Clean LLM Training Data by Removing Copyright Headers - Platform for AI

The LLM-Clean Copyright Information (MaxCompute) component of Platform for AI (PAI) is used to remove copyright information from text, such as the copyright comment header from code text. You can use the component during text preprocessing of large language models (LLMs).

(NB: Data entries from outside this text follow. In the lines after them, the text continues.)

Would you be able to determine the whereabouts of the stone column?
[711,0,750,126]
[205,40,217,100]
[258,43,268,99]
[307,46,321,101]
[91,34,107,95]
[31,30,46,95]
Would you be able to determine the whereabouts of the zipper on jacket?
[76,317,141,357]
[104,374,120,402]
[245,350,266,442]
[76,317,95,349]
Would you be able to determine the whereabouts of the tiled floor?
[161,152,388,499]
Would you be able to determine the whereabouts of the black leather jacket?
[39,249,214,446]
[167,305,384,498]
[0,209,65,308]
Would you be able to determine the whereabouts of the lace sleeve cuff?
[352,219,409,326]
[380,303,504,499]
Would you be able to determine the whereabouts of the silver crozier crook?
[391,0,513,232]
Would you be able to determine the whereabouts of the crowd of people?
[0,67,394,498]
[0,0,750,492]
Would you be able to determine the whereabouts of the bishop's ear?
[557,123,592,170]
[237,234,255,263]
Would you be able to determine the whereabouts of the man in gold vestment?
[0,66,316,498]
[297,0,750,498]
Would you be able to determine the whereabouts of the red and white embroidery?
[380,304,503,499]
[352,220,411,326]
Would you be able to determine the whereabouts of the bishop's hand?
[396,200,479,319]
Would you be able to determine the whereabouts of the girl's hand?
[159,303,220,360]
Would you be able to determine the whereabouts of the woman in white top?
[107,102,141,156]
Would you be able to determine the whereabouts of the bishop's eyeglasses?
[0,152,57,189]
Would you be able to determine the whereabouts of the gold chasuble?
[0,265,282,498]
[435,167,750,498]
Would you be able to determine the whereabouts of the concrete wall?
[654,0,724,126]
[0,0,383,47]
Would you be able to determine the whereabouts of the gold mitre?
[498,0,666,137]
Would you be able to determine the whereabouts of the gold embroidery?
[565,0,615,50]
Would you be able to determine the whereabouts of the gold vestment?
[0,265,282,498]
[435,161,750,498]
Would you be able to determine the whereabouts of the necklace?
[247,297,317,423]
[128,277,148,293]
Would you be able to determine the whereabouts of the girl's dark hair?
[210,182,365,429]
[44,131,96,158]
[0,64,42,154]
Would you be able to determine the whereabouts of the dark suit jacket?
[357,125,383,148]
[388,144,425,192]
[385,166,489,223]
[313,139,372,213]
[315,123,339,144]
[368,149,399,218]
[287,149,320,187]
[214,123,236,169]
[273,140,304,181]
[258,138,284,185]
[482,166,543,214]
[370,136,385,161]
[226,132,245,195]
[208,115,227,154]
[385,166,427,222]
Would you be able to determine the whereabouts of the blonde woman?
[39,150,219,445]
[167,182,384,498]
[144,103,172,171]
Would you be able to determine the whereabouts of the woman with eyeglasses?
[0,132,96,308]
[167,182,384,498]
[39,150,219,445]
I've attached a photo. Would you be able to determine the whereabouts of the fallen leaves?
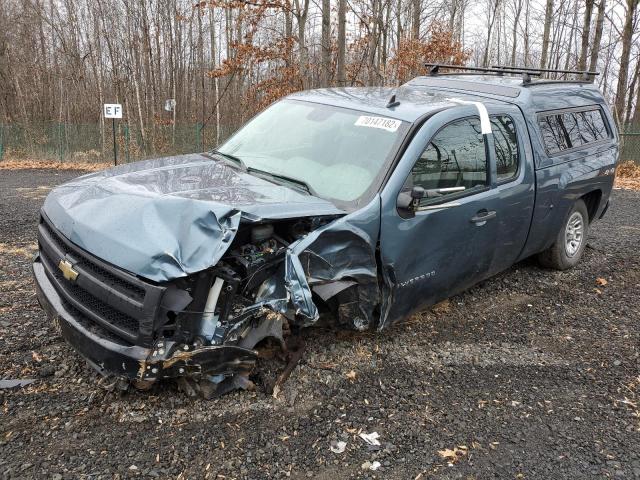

Supported computing resources

MaxCompute

Algorithm description

The algorithm performs the following operations to remove the copyright information from text:

Checks whether the text includes strings that conform to the regular expression '/\\*[^*]*\\*+(?:[^/*][^*]*\\*+)*/'.
- If the corresponding string is matched, the algorithm checks whether the string contains the copyright fields. If the string contains the field, the algorithm deletes the string and returns the result. If the string does not contain the field, the algorithm directly returns the result.
- If the regular expression is not matched, go to step 2.
Splits the text with line feeds. The algorithm traverses the text by line to check whether the line starts with the following comment character: //,#, or --. If a line that meets the condition is matched, the algorithm continues to traverse the text until the comment symbol terminates. The consecutive comment lines in the text are removed.

The algorithm checks only the header of the text. Examples:

Before processing

After processing

Configure the component

Add an LLM-Clean Copyright Information (MaxCompute) component on the pipeline page of Machine Learning Designer and configure the following parameters.

Category	Parameter	Default value	Description
Fields Setting	Select Target Column	None	The columns that you want to process. You can select multiple columns.
Fields Setting	Output table lifecycle	28	The value is a positive integer. Unit: days. Default value: 28. After the default lifecycle of the table elapses, the temporary tables generated by the component are recycled.
Tuning	Number of CPUs per instance of map task	100	The number of CPUs for each instance of a map task. Valid values: 50 to 800.
	The memory size per instance of map task	1024	The memory size of each instance of a map task. Unit: MB. Valid values: 256 to 12288.
	The maximum size of input data for a map	256	The maximum amount of data that each instance of a map task can process. You can control the input of the map by using this parameter. Unit: MB. Valid values: 1 to Integer.MAX_VALUE.